O espólio já foi retirado da Avenida da Índia para dar lugar às obras do novo Museu dos Coches. Viagem das duas últimas peças.

"Isto parece Beirute!" Francisco Alves, arqueólogo, responsável da Divisão de Arqueologia Náutica e Subaquática (DANS) do Instituto de Gestão do Património, descreve assim o cenário de destruição naquela que era a casa dos tesouros da arqueologia náutica nacional, na Avenida da Índia, em Lisboa. Numa parede ainda se vê o símbolo da DANS: "É uma assinatura de um piloto do século XV", diz sobre o desenho que reproduz uma caravela, pintado na parede. Já não há janelas. Nem tesouros nos 15 mil metros quadrados virados para o Tejo, em Belém, onde vai nascer o novo Museu dos Coches.Entre montes de entulho, máquinas em funcionamento, paredes derrubadas como se tivessem sido bombardeadas e vidros partidos, ainda se mantém de pé o grande armazém que albergou a arqueologia náutica. É o último a vir abaixo. Mas vai estar de pé por pouco tempo. Desde Novembro que a equipa de Francisco Alves está a fazer a mudança de casa para o pavilhão CC1 do MARL, o Mercado Abastecedor da Região de Lisboa, em São Julião do Tojal, Loures, onde o Igespar alugou um edifício que albergará, pelo menos por dois anos, as reservas nacionais de arqueologia náutica. Esta operação vai custar aos cofres do instituto 20 mil euros por mês até que ocorra a planeada instalação de toda a arqueologia nacional no edifício da Cordoaria, em Belém. Mas as obras só arrancam em 2011.

Para trás só tinham ficado as duas pirogas com 2300 anos, encontradas no Rio Lima em 2002 e que exigem transporte especial. Foram esta semana para o Mercado Abastecedor numa operação que levou um dia inteiro.

São 9h22. João Coelho, conservador do DANS, de fato de mergulho vestido, molha, com a mão, como quem humedece uma baleia encalhada na praia, a piroga monóxila que estava submersa num tanque e que foi içada com a ajuda de um guindaste, com cuidado, como quem iça um animal em sofrimento.

"Está ainda com os cortes da madeira frescos, como se tivesse sido talhada há pouco tempo", aprecia Francisco Alves.

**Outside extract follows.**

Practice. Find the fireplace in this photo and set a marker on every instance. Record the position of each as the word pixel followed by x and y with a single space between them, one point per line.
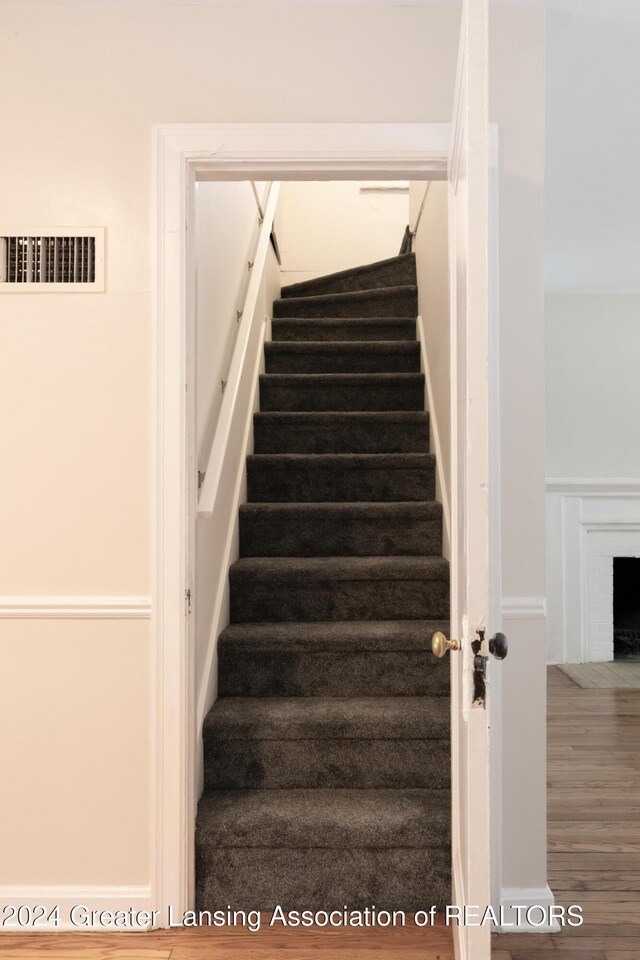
pixel 626 608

"São seis metros de tronco esculpido de uma só peça. Esteve no leito do rio, congelada, à espera do arqueólogo", acrescenta. Aponta para uma das pirogas monóxilas, que ganham este nome por serem esculpidas num único tronco, como explica o especialista: "Esta nunca navegou." Quase ultimada, há mais de dois mil anos, acabou por fender nas extremidades antes de ter iniciado a primeira viagem.

Os trabalhos de transporte das peças começam. Uma dezena de pessoas trabalha para que tudo corra bem. O objectivo é poisar a piroga num berço de polipropileno que aconchegará a embarcação milenar na viagem até ao mercado, dentro de um contentor, também ele de polipropileno. Chegados ao MARL às costas de um veículo longo, os tanques serão cheios de água desionizada. "Podem ficar ali anos", diz Francisco Alves.

O próximo passo será a impregnação, tratamento que permite expor as pirogas ao ar sem risco de se perderem. Mas as condições necessárias não estão reunidas: "Temos algumas medievais já impregnadas à espera que o Museu de Arqueologia tenha uma sala de estufa."

"Estas pirogas são as embarcações mais antigas do mundo que tenham chegado até nós. Há registo de três no mundo, na China, Nigéria e Holanda, com oito mil anos."

É já meio-dia quando a segunda piroga entra no contentor. Enquanto esperou, foi regada e mimada. Este é o fim da arqueologia em Belém. Até que as peças, que vão esperar no MARL, possam regressar à zona ribeirinha, na Cordoaria.